Here is a minimal example:
using ImplicitDifferentiation, ForwardDiff
x = rand(100) # length(x) must be larger than the chunk size to see the effect
function sqrt_fixedpoint(x::AbstractArray)
y = ones(eltype(x), size(x))
for _ in 1:10
y .= 0.5 .* (y .+ x ./ y)
end
y
end
function forward(x)
println("forward called")
sqrt_fixedpoint(x)
end
conditions(x, y) = 0.5 .* (y .+ x ./ y) .- y
implicit = ImplicitFunction(forward, conditions)
ForwardDiff.jacobian(implicit, x)
Output:
forward called
forward called
forward called
forward called
forward called
forward called
forward called
forward called
forward called
100×100 Matrix{Float64}:
...
This behavior is expected, as forward differentiation should return also the value of the function (for which we need to call forward
) along with the partials.
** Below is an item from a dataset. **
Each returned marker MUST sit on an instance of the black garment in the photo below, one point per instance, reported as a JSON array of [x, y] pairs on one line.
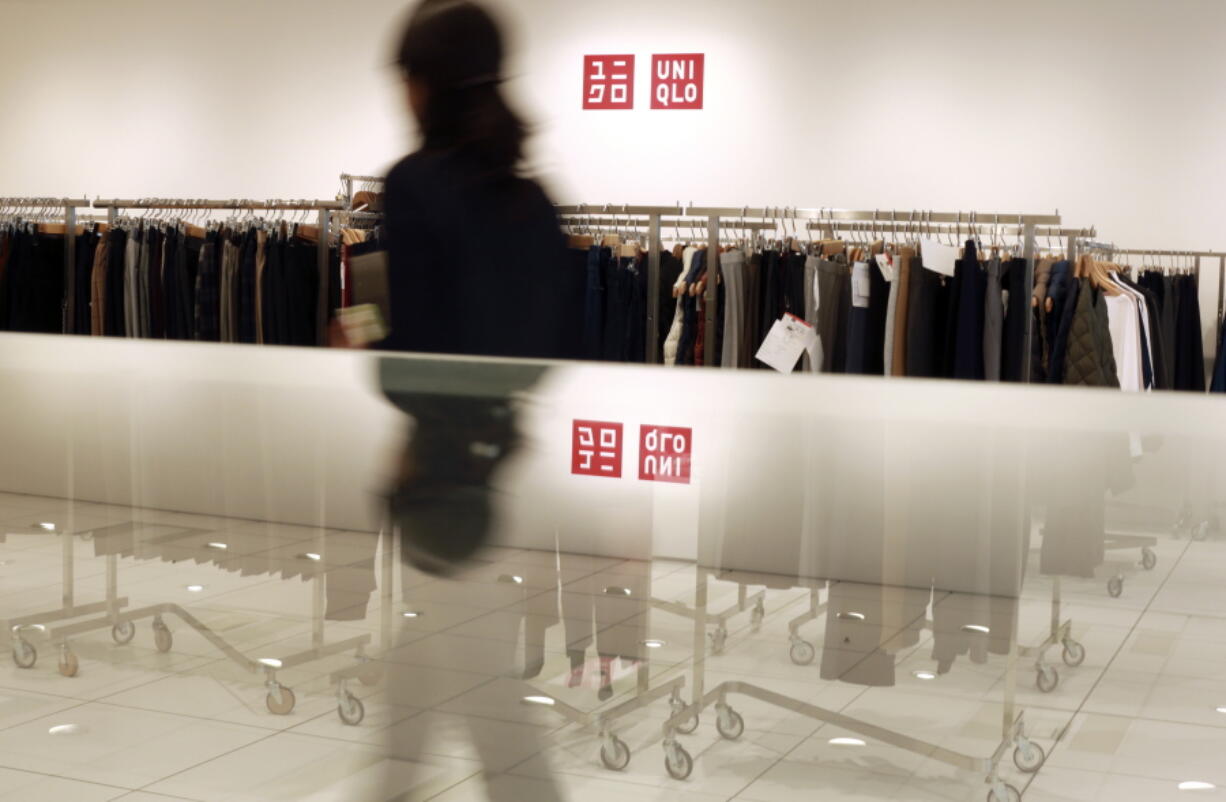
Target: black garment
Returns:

But for chunked evaluations of derivatives, this is redundant and may be a major performance issue if forward
is expensive.
As a workaround, you could precalculate the solution and short-circuit the forward pass:
function forward(x; y_solution=nothing)
if !isnothing(y_solution)
println("forward called with y_solution, no work required")
return y_solution
end
println("forward called, doing expensive computation")
sqrt_fixedpoint(x)
end
conditions(x, y; y_solution=nothing) = 0.5 .* (y .+ x ./ y) .- y
implicit = ImplicitFunction(forward, conditions)
y_solution = implicit(x)
ForwardDiff.jacobian(_x -> implicit(_x; y_solution), x)
Output:
forward called, doing expensive computation
forward called with y_solution, no work required
forward called with y_solution, no work required
forward called with y_solution, no work required
forward called with y_solution, no work required
forward called with y_solution, no work required
forward called with y_solution, no work required
forward called with y_solution, no work required
forward called with y_solution, no work required
forward called with y_solution, no work required
100×100 Matrix{Float64}:
...
It seems to me as if there is no sane way of solving this directly in the implementation of implicit
for dual numbers. You would need to have some caching mechanism for the function value, which goes against the general idea of forward mode autodiff.
Maybe it would be useful to add the workaround to the documentation, the sections "Advanced use cases" or "Tricks" seem to be good places.